Да! – воскликнула мама. Наши налоги тратятся на санкционированное, систематическое уничтожение гондурасского народа, и никто…
Да, сказала я, это и вправду… ужасно. У меня дергался правый глаз. Я прилегла на кровать и закрыла глаза. Мысленно пробежалась по симптомам депрессии, которые вычитала на плакате на боку городского автобуса в рамках какой-то кампании по просвещению населения о психических заболеваниях. Ощущение нереальности мира, подумала я. Да.
Извини, солнышко. Ты устала, я знаю.
Ты тоже устала.
Да, наверное.
Я взяла книгу, лежавшую на кровати, и открыла ее наугад. Вот послушай, сказала я маме. Знаешь такого Фернандо Пессоа?
Он бейсболист?
Нет, португальский поэт. Он уже умер. Покончил с собой.
О Боже, сказала мама. И он туда же.
Вот послушай: С моего четвертого этажа над бесконечностью, в допустимой близости текущего вечера, у окна, выходящего на зажигающиеся звезды, мои мечты отправляются в путешествия в неизвестные страны, или предполагаемые, или просто невозможные[23].
Мама сказала: Ну да. В этом вся суть, разве нет?
Она быстро сменила тему. У Эльфи – отцовская улыбка, сказала она. Это так удивительно. Иногда я забываю об этом, а потом – бац!
Да. У нее удивительная улыбка.
Йоли, сказала мама.
Что? Я обняла маму и крепко прижала к себе. Она вдруг разрыдалась. Я ни разу не видела, чтобы она рыдала с таким отчаянием. Я еще крепче прижала ее к себе и поцеловала в седую макушку.

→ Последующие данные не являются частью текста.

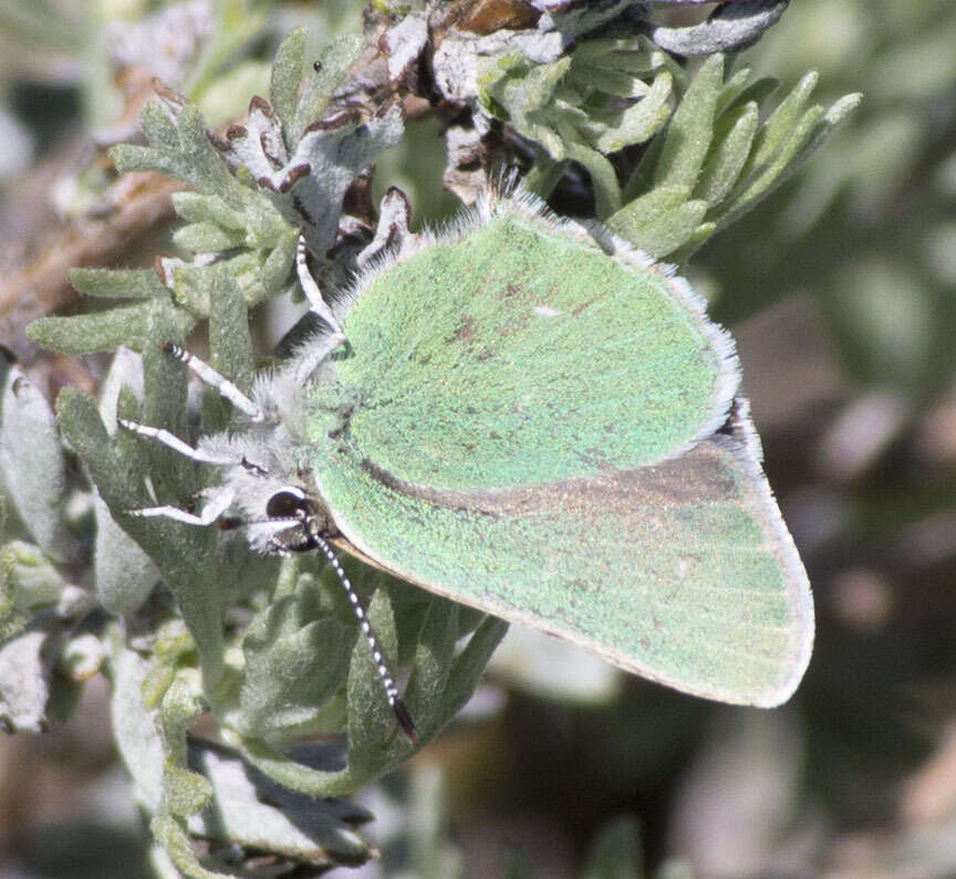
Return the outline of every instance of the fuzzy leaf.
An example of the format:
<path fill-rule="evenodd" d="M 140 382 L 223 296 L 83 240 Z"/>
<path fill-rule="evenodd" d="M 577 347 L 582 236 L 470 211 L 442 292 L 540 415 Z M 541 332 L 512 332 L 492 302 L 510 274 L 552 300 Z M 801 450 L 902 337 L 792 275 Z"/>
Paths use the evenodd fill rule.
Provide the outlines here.
<path fill-rule="evenodd" d="M 246 240 L 241 230 L 227 231 L 215 223 L 190 223 L 177 229 L 173 243 L 194 253 L 211 253 L 240 247 Z"/>
<path fill-rule="evenodd" d="M 606 155 L 648 140 L 671 115 L 668 100 L 672 83 L 671 74 L 664 71 L 655 77 L 651 90 L 637 103 L 610 118 L 593 117 L 607 127 L 593 145 Z"/>
<path fill-rule="evenodd" d="M 757 133 L 758 108 L 754 103 L 727 113 L 717 121 L 714 146 L 704 164 L 694 195 L 719 205 L 734 188 L 747 164 Z"/>
<path fill-rule="evenodd" d="M 508 624 L 497 617 L 485 617 L 475 629 L 465 649 L 455 659 L 445 684 L 445 711 L 449 716 L 460 711 L 471 698 L 481 672 L 507 631 Z"/>
<path fill-rule="evenodd" d="M 685 244 L 707 212 L 704 200 L 688 201 L 685 187 L 661 187 L 626 205 L 606 224 L 655 259 Z"/>
<path fill-rule="evenodd" d="M 378 639 L 385 665 L 395 668 L 395 617 L 391 597 L 385 589 L 375 590 L 366 614 Z M 387 762 L 391 751 L 387 742 L 395 733 L 395 719 L 385 699 L 376 663 L 361 632 L 352 649 L 346 698 L 349 768 L 357 775 L 372 777 Z M 404 742 L 399 742 L 398 746 L 405 746 Z"/>
<path fill-rule="evenodd" d="M 303 585 L 258 614 L 246 631 L 240 704 L 247 734 L 268 737 L 310 723 L 345 683 L 345 628 L 336 619 L 309 619 L 315 589 Z"/>
<path fill-rule="evenodd" d="M 143 350 L 149 344 L 147 329 L 152 302 L 127 305 L 96 314 L 77 314 L 73 317 L 41 317 L 27 327 L 27 337 L 44 348 L 60 354 L 95 354 L 116 350 L 126 345 L 133 350 Z M 168 303 L 164 303 L 168 307 Z M 177 327 L 177 336 L 188 333 L 193 317 L 181 310 L 169 308 Z"/>
<path fill-rule="evenodd" d="M 0 369 L 2 483 L 33 540 L 65 562 L 76 547 L 63 517 L 66 465 L 53 411 L 20 367 L 3 360 Z"/>
<path fill-rule="evenodd" d="M 458 605 L 433 598 L 405 690 L 405 703 L 423 739 L 433 739 L 454 716 L 448 712 L 444 691 L 457 638 Z"/>
<path fill-rule="evenodd" d="M 739 52 L 779 21 L 789 0 L 723 3 L 706 21 L 685 28 L 653 28 L 651 39 L 675 55 L 695 57 L 715 52 Z"/>
<path fill-rule="evenodd" d="M 147 370 L 147 404 L 150 397 L 149 384 Z M 175 399 L 168 398 L 170 402 L 175 402 Z M 163 408 L 155 402 L 147 406 L 147 409 L 154 412 Z M 222 662 L 222 589 L 218 585 L 215 566 L 215 532 L 166 519 L 129 516 L 129 510 L 153 505 L 145 492 L 143 471 L 137 459 L 119 453 L 123 443 L 118 440 L 122 438 L 111 442 L 95 406 L 77 389 L 67 387 L 61 391 L 56 400 L 56 412 L 64 435 L 90 469 L 110 512 L 163 572 L 164 579 L 172 588 L 183 618 L 196 640 L 209 682 L 215 683 L 221 673 Z M 149 423 L 162 427 L 169 425 L 169 421 L 154 420 Z M 175 501 L 175 496 L 169 493 L 169 486 L 178 481 L 170 468 L 178 470 L 179 462 L 174 461 L 170 464 L 166 452 L 175 456 L 168 449 L 148 448 L 148 472 L 160 502 Z"/>
<path fill-rule="evenodd" d="M 169 289 L 152 269 L 71 269 L 77 293 L 98 299 L 147 300 L 169 296 Z"/>
<path fill-rule="evenodd" d="M 241 231 L 243 214 L 227 205 L 219 196 L 198 192 L 174 192 L 173 208 L 184 220 L 193 223 L 214 223 L 230 231 Z"/>
<path fill-rule="evenodd" d="M 127 398 L 124 402 L 127 409 L 132 402 L 129 398 L 143 397 L 143 362 L 128 348 L 116 352 L 110 373 L 101 387 L 100 414 L 104 423 L 116 423 L 121 395 Z M 132 417 L 133 420 L 137 416 L 138 412 L 124 412 L 124 417 Z M 134 441 L 132 437 L 126 439 Z M 139 545 L 116 524 L 98 492 L 95 493 L 93 509 L 96 513 L 96 543 L 93 552 L 96 595 L 108 613 L 132 614 L 149 596 L 159 579 L 159 572 Z"/>
<path fill-rule="evenodd" d="M 267 296 L 282 293 L 288 283 L 292 266 L 295 264 L 295 245 L 299 241 L 299 230 L 290 229 L 279 243 L 269 252 L 262 263 L 261 282 Z"/>
<path fill-rule="evenodd" d="M 44 606 L 56 604 L 66 582 L 42 550 L 22 541 L 11 541 L 0 553 L 15 609 L 35 614 Z"/>
<path fill-rule="evenodd" d="M 310 70 L 295 107 L 295 118 L 288 133 L 288 143 L 298 144 L 305 129 L 322 117 L 332 94 L 355 63 L 364 46 L 360 36 L 339 36 L 329 42 L 319 56 L 319 69 Z"/>
<path fill-rule="evenodd" d="M 793 87 L 780 105 L 763 124 L 754 146 L 754 155 L 750 159 L 751 167 L 759 168 L 766 165 L 770 158 L 781 149 L 783 143 L 790 138 L 790 133 L 798 124 L 803 107 L 810 100 L 810 95 L 817 87 L 818 75 L 810 72 Z"/>
<path fill-rule="evenodd" d="M 291 140 L 291 125 L 295 119 L 295 108 L 299 104 L 299 83 L 302 80 L 304 57 L 305 29 L 297 28 L 279 44 L 276 62 L 272 64 L 272 80 L 269 83 L 269 103 L 282 122 L 287 149 L 294 146 Z"/>
<path fill-rule="evenodd" d="M 714 113 L 724 85 L 724 57 L 704 62 L 680 105 L 671 117 L 663 151 L 657 161 L 655 185 L 693 189 L 710 148 Z"/>

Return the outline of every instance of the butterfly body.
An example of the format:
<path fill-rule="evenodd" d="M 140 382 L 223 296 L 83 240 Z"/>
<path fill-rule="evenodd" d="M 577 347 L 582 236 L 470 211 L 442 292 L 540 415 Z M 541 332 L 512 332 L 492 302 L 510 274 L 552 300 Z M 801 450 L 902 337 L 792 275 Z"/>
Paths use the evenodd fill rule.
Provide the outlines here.
<path fill-rule="evenodd" d="M 251 429 L 200 442 L 232 462 L 214 512 L 238 506 L 260 550 L 331 559 L 331 540 L 685 692 L 786 701 L 810 587 L 703 301 L 526 197 L 399 231 L 320 304 L 331 332 L 258 383 Z"/>

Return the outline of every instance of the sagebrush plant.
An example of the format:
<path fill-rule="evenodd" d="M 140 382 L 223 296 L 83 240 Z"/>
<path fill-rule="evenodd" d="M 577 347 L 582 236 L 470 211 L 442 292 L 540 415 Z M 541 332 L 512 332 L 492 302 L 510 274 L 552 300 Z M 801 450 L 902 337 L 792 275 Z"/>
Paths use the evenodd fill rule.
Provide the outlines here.
<path fill-rule="evenodd" d="M 184 343 L 205 326 L 212 366 L 248 393 L 271 363 L 253 349 L 249 311 L 297 294 L 300 231 L 325 290 L 367 258 L 374 163 L 407 136 L 409 113 L 446 123 L 445 182 L 463 201 L 510 175 L 559 210 L 682 264 L 790 176 L 859 100 L 812 104 L 810 73 L 775 101 L 775 82 L 750 82 L 736 63 L 786 1 L 726 3 L 683 28 L 624 0 L 501 3 L 495 14 L 490 6 L 372 3 L 364 34 L 329 42 L 318 59 L 293 31 L 268 101 L 250 96 L 243 123 L 224 132 L 157 83 L 141 116 L 145 145 L 115 146 L 110 157 L 121 175 L 184 185 L 173 197 L 179 255 L 157 259 L 156 270 L 76 269 L 75 289 L 104 307 L 30 326 L 55 352 L 115 352 L 98 402 L 61 393 L 59 430 L 25 375 L 6 370 L 0 464 L 8 515 L 31 540 L 0 551 L 0 710 L 10 730 L 42 729 L 49 713 L 69 712 L 79 681 L 107 670 L 116 743 L 165 852 L 160 867 L 202 877 L 248 875 L 245 858 L 261 852 L 289 870 L 371 857 L 355 831 L 371 816 L 332 797 L 434 739 L 507 628 L 343 561 L 387 662 L 407 672 L 413 744 L 396 734 L 321 557 L 263 557 L 241 533 L 131 516 L 201 496 L 216 472 L 117 431 L 117 417 L 184 438 L 230 425 L 215 395 L 190 396 L 185 365 L 160 342 Z M 219 23 L 220 50 L 249 35 L 249 22 L 235 24 L 233 40 Z M 183 82 L 214 88 L 224 52 L 190 56 L 199 70 Z M 87 488 L 67 468 L 60 431 Z M 90 501 L 79 517 L 76 495 Z M 222 745 L 189 737 L 200 714 Z M 295 744 L 303 736 L 323 739 Z"/>

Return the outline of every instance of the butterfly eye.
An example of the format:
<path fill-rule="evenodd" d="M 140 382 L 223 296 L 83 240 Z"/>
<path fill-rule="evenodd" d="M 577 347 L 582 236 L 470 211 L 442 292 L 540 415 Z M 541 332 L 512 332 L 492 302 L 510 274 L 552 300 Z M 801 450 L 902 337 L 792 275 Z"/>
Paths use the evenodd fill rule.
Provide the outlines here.
<path fill-rule="evenodd" d="M 310 512 L 309 499 L 295 489 L 277 491 L 266 504 L 269 519 L 304 519 Z"/>

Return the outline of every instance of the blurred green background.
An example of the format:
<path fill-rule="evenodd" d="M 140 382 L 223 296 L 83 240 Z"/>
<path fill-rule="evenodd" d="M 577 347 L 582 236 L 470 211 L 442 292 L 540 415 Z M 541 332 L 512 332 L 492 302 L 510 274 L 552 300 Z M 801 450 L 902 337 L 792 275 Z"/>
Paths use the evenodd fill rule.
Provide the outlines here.
<path fill-rule="evenodd" d="M 24 239 L 48 210 L 38 193 L 69 213 L 77 138 L 115 119 L 101 22 L 143 11 L 121 6 L 0 3 L 8 278 L 37 247 Z M 316 41 L 357 28 L 360 4 L 326 6 L 278 8 L 269 27 L 305 22 Z M 240 95 L 263 88 L 262 43 L 263 61 L 233 73 Z M 781 710 L 734 709 L 518 635 L 463 721 L 367 792 L 383 861 L 356 876 L 401 862 L 406 876 L 590 864 L 623 877 L 613 858 L 598 871 L 594 848 L 627 838 L 622 817 L 648 876 L 956 875 L 956 4 L 798 0 L 746 59 L 784 86 L 818 70 L 822 100 L 864 93 L 804 171 L 688 269 L 738 339 L 814 587 L 808 677 Z M 440 219 L 456 202 L 440 189 L 438 125 L 409 130 L 375 186 Z M 549 691 L 555 674 L 567 683 Z M 69 725 L 0 739 L 0 877 L 147 875 L 107 698 L 94 679 Z"/>

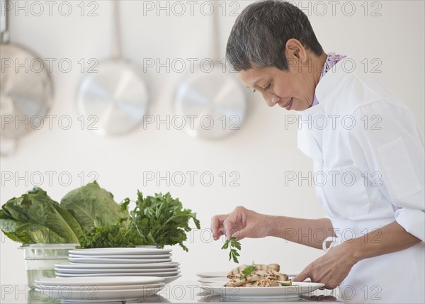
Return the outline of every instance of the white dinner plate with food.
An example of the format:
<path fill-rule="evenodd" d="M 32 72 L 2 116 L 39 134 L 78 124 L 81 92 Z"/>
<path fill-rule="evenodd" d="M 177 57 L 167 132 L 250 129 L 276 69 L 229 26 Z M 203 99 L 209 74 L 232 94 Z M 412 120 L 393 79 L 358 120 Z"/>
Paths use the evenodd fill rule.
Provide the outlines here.
<path fill-rule="evenodd" d="M 42 293 L 45 296 L 49 298 L 56 298 L 61 300 L 86 300 L 90 303 L 91 300 L 120 299 L 125 301 L 127 299 L 143 298 L 149 295 L 157 293 L 164 288 L 161 287 L 142 287 L 137 289 L 112 289 L 112 290 L 98 290 L 98 291 L 77 291 L 77 290 L 58 290 L 58 289 L 39 289 L 35 288 L 35 291 Z"/>
<path fill-rule="evenodd" d="M 144 285 L 162 283 L 165 280 L 158 276 L 91 276 L 76 278 L 44 278 L 35 281 L 35 284 L 44 286 L 121 286 L 121 285 Z"/>
<path fill-rule="evenodd" d="M 156 248 L 89 248 L 86 249 L 72 249 L 68 252 L 79 255 L 117 255 L 117 254 L 168 254 L 171 249 Z"/>
<path fill-rule="evenodd" d="M 84 255 L 69 254 L 69 257 L 79 257 L 84 259 L 167 259 L 171 257 L 168 254 L 103 254 L 103 255 Z"/>
<path fill-rule="evenodd" d="M 113 269 L 118 268 L 120 269 L 147 269 L 147 268 L 174 268 L 180 265 L 180 263 L 176 261 L 169 261 L 165 263 L 143 263 L 143 264 L 99 264 L 99 263 L 60 263 L 55 264 L 56 268 L 67 268 L 72 269 Z"/>
<path fill-rule="evenodd" d="M 120 272 L 126 272 L 126 273 L 132 273 L 132 272 L 137 272 L 142 274 L 164 274 L 169 272 L 176 272 L 180 270 L 179 267 L 173 267 L 173 268 L 149 268 L 149 269 L 72 269 L 67 268 L 55 268 L 55 270 L 57 272 L 60 272 L 61 274 L 117 274 Z M 203 282 L 203 283 L 209 283 L 209 282 Z"/>
<path fill-rule="evenodd" d="M 111 273 L 98 273 L 93 272 L 91 274 L 67 274 L 64 272 L 56 271 L 56 276 L 66 278 L 66 277 L 77 277 L 77 276 L 176 276 L 180 274 L 180 271 L 170 271 L 170 272 L 111 272 Z"/>
<path fill-rule="evenodd" d="M 81 258 L 69 257 L 69 261 L 72 263 L 97 263 L 97 264 L 146 264 L 146 263 L 164 263 L 171 261 L 171 259 L 96 259 L 96 258 Z"/>
<path fill-rule="evenodd" d="M 294 282 L 290 286 L 276 287 L 224 287 L 222 283 L 212 283 L 201 286 L 210 293 L 221 295 L 225 300 L 239 300 L 244 298 L 298 298 L 324 286 L 322 283 Z"/>
<path fill-rule="evenodd" d="M 209 272 L 198 272 L 196 276 L 202 278 L 225 278 L 227 276 L 229 271 L 209 271 Z"/>

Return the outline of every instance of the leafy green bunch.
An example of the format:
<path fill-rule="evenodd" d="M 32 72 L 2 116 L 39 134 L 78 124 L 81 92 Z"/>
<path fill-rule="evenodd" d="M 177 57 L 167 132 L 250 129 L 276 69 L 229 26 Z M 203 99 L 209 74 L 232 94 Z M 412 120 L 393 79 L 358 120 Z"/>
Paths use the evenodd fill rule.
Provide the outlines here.
<path fill-rule="evenodd" d="M 127 209 L 130 203 L 130 198 L 126 198 L 121 208 Z M 178 244 L 188 251 L 183 242 L 187 240 L 186 232 L 191 230 L 189 220 L 192 219 L 196 227 L 200 229 L 196 213 L 191 209 L 183 209 L 178 198 L 173 198 L 169 193 L 144 198 L 142 193 L 137 191 L 135 204 L 130 213 L 130 227 L 139 233 L 143 244 L 163 248 Z"/>
<path fill-rule="evenodd" d="M 222 247 L 222 249 L 227 249 L 230 247 L 230 252 L 229 252 L 229 261 L 233 259 L 235 263 L 239 263 L 237 257 L 239 253 L 237 250 L 241 249 L 241 243 L 236 240 L 236 237 L 232 237 L 230 240 L 226 240 L 225 244 Z"/>
<path fill-rule="evenodd" d="M 85 231 L 79 239 L 83 248 L 135 247 L 143 244 L 140 236 L 132 229 L 125 229 L 120 224 L 104 227 L 92 227 Z"/>
<path fill-rule="evenodd" d="M 0 210 L 0 228 L 22 244 L 77 243 L 83 235 L 73 210 L 67 210 L 46 191 L 35 187 L 8 200 Z"/>

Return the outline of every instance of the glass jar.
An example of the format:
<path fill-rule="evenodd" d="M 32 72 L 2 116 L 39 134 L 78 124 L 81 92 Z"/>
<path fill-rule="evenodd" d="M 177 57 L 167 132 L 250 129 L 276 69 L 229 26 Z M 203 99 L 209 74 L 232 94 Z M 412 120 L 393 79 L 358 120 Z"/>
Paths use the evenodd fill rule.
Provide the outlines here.
<path fill-rule="evenodd" d="M 21 246 L 27 271 L 28 284 L 38 278 L 55 278 L 55 264 L 68 262 L 68 252 L 79 244 L 31 244 Z"/>

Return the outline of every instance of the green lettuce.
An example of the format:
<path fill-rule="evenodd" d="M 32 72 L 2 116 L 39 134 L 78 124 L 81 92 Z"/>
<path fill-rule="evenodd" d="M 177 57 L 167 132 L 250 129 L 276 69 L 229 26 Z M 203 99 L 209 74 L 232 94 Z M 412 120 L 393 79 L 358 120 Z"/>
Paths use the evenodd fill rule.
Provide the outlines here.
<path fill-rule="evenodd" d="M 115 225 L 120 219 L 129 218 L 127 210 L 121 210 L 110 192 L 101 188 L 97 181 L 88 184 L 67 193 L 60 206 L 73 213 L 81 227 L 88 230 L 92 227 Z M 121 223 L 128 226 L 128 221 Z"/>
<path fill-rule="evenodd" d="M 2 206 L 0 229 L 24 244 L 76 243 L 83 234 L 74 216 L 38 187 Z"/>

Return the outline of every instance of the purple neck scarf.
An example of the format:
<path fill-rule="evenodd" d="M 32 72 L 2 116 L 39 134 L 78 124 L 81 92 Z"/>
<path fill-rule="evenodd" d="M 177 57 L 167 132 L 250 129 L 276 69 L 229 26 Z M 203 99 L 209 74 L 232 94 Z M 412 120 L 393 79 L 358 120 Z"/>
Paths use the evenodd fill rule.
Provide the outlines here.
<path fill-rule="evenodd" d="M 341 59 L 345 58 L 346 56 L 343 56 L 339 54 L 335 54 L 334 52 L 329 52 L 328 54 L 328 57 L 326 59 L 326 62 L 324 62 L 324 65 L 323 66 L 323 69 L 322 69 L 322 74 L 320 74 L 320 78 L 319 79 L 319 81 L 320 79 L 324 76 L 326 73 L 327 73 L 335 64 Z M 317 98 L 316 97 L 316 94 L 314 94 L 314 96 L 313 97 L 313 103 L 312 103 L 312 106 L 316 106 L 319 104 L 319 101 L 317 101 Z"/>

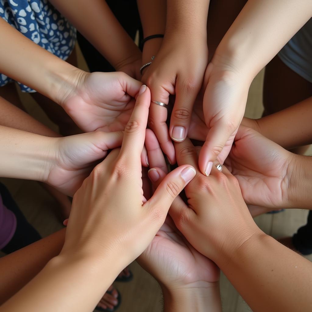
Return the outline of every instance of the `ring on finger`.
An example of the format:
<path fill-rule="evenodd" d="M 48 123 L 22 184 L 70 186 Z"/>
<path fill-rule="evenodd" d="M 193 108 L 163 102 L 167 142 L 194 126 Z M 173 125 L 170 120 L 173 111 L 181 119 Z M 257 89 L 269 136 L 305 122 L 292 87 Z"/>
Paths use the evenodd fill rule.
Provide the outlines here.
<path fill-rule="evenodd" d="M 161 102 L 158 102 L 158 101 L 152 101 L 153 103 L 157 104 L 158 105 L 160 105 L 160 106 L 163 106 L 164 107 L 166 107 L 166 108 L 167 108 L 167 106 L 168 106 L 168 104 L 165 104 L 164 103 L 163 103 Z"/>

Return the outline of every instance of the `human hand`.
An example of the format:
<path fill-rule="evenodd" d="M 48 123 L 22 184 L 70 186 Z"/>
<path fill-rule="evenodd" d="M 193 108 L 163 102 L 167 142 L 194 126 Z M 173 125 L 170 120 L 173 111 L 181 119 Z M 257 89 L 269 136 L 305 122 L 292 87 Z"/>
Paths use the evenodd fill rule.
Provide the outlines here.
<path fill-rule="evenodd" d="M 186 41 L 176 37 L 165 36 L 142 78 L 151 89 L 152 100 L 168 104 L 169 95 L 175 95 L 169 129 L 166 123 L 167 111 L 164 107 L 152 102 L 149 119 L 150 128 L 172 163 L 175 163 L 175 156 L 171 139 L 180 142 L 187 135 L 193 104 L 208 61 L 205 38 L 194 36 Z"/>
<path fill-rule="evenodd" d="M 216 160 L 223 163 L 245 112 L 251 83 L 239 71 L 213 59 L 206 71 L 203 110 L 209 129 L 199 158 L 201 171 L 209 175 Z"/>
<path fill-rule="evenodd" d="M 294 154 L 255 130 L 241 126 L 227 168 L 247 204 L 277 208 L 291 205 L 288 190 Z"/>
<path fill-rule="evenodd" d="M 84 131 L 123 130 L 142 83 L 121 72 L 75 71 L 58 102 Z"/>
<path fill-rule="evenodd" d="M 145 146 L 152 168 L 149 175 L 155 189 L 165 178 L 167 170 L 157 138 L 150 129 L 146 130 Z M 182 292 L 196 289 L 197 295 L 203 293 L 204 297 L 208 289 L 218 287 L 215 282 L 219 280 L 218 268 L 194 249 L 169 216 L 137 261 L 157 280 L 163 291 Z"/>
<path fill-rule="evenodd" d="M 120 146 L 123 133 L 96 131 L 53 138 L 45 182 L 73 196 L 109 149 Z M 54 156 L 52 156 L 54 155 Z"/>
<path fill-rule="evenodd" d="M 188 139 L 175 144 L 178 164 L 198 169 L 197 150 Z M 216 166 L 196 175 L 185 189 L 188 204 L 177 198 L 169 213 L 178 229 L 199 252 L 217 265 L 255 233 L 261 232 L 244 201 L 237 179 Z"/>
<path fill-rule="evenodd" d="M 97 165 L 75 194 L 61 252 L 110 259 L 116 276 L 146 248 L 172 201 L 194 174 L 190 166 L 179 167 L 149 199 L 144 197 L 140 154 L 150 101 L 149 90 L 142 86 L 121 149 Z"/>

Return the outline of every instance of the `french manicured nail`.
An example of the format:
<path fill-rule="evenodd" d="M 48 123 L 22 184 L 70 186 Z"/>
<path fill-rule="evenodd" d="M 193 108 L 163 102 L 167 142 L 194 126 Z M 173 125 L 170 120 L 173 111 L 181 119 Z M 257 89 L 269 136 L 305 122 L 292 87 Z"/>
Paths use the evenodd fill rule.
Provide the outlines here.
<path fill-rule="evenodd" d="M 150 169 L 147 173 L 147 174 L 149 177 L 149 178 L 153 182 L 157 182 L 160 177 L 157 170 L 154 168 Z"/>
<path fill-rule="evenodd" d="M 207 177 L 210 174 L 210 172 L 211 171 L 211 168 L 212 168 L 212 165 L 213 163 L 212 161 L 210 161 L 207 164 L 206 166 L 206 168 L 205 169 L 205 174 Z"/>
<path fill-rule="evenodd" d="M 146 86 L 145 85 L 143 85 L 141 87 L 141 88 L 140 89 L 140 91 L 139 91 L 139 95 L 140 95 L 140 94 L 142 94 L 142 93 L 144 93 L 144 91 L 146 90 Z"/>
<path fill-rule="evenodd" d="M 185 134 L 185 129 L 184 127 L 174 127 L 172 129 L 171 136 L 172 139 L 174 141 L 177 142 L 183 141 Z"/>
<path fill-rule="evenodd" d="M 183 169 L 181 172 L 181 176 L 187 183 L 190 181 L 195 176 L 195 169 L 190 167 Z"/>

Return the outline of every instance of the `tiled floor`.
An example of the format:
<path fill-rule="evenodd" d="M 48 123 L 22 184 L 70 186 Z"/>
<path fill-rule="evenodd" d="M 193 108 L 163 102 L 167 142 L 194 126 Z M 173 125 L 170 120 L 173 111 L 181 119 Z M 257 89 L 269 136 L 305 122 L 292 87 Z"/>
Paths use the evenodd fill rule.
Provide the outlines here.
<path fill-rule="evenodd" d="M 81 56 L 80 62 L 83 67 Z M 251 88 L 246 115 L 256 118 L 262 112 L 262 86 L 263 72 L 256 77 Z M 24 100 L 31 115 L 47 125 L 55 127 L 47 119 L 39 106 L 30 97 Z M 62 228 L 52 212 L 55 200 L 37 182 L 19 180 L 1 179 L 8 187 L 27 218 L 43 236 Z M 301 210 L 288 209 L 275 214 L 265 214 L 255 218 L 257 224 L 264 232 L 275 238 L 290 236 L 306 221 L 307 212 Z M 121 255 L 121 256 L 122 256 Z M 308 258 L 312 261 L 312 256 Z M 161 296 L 157 283 L 135 263 L 131 265 L 133 280 L 128 283 L 116 283 L 122 297 L 119 312 L 159 312 L 161 310 Z M 250 311 L 250 308 L 226 278 L 221 279 L 221 294 L 224 312 Z M 66 311 L 64 311 L 66 312 Z"/>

Ведь она – человек, прошептала мама.
Мы еще долго не разжимали объятий. Я с ней согласилась. Да, мама. Наконец она успокоилась и снова заговорила. Ей невыносимо, что Эльфи лежит в психиатрическом отделении. По сути, в дурдоме. Как в тюрьме. Даже хуже, чем в тюрьме. Они ничего для нее не делают. Если она не принимает таблетки, с ней даже не разговаривают. Они ждут и изводят ее, только ждут и изводят. Мама снова расплакалась, на этот раз тихо, почти беззвучно. Потом повторила: Ведь она – человек. Ах, Эльфрида, моя Эльфрида.
Я отвела маму в гостиную и усадила ее на диван. Села рядом, взяла ее за руку и попыталась придумать слова утешения. Потом поднялась и сказала, что приготовлю нам чаю. Я заварила ромашковый чай и вернулась в гостиную. Мама лежала на диване с раскрытой книгой на груди. Мам, сказала я шепотом, тебе нужно поспать. Завтра утром нам ехать в больницу. Тетю Тину уже выпускают? Мама открыла глаза.
Выпускают из тюрьмы, а из больницы выписывают. Да, ее должны выписать.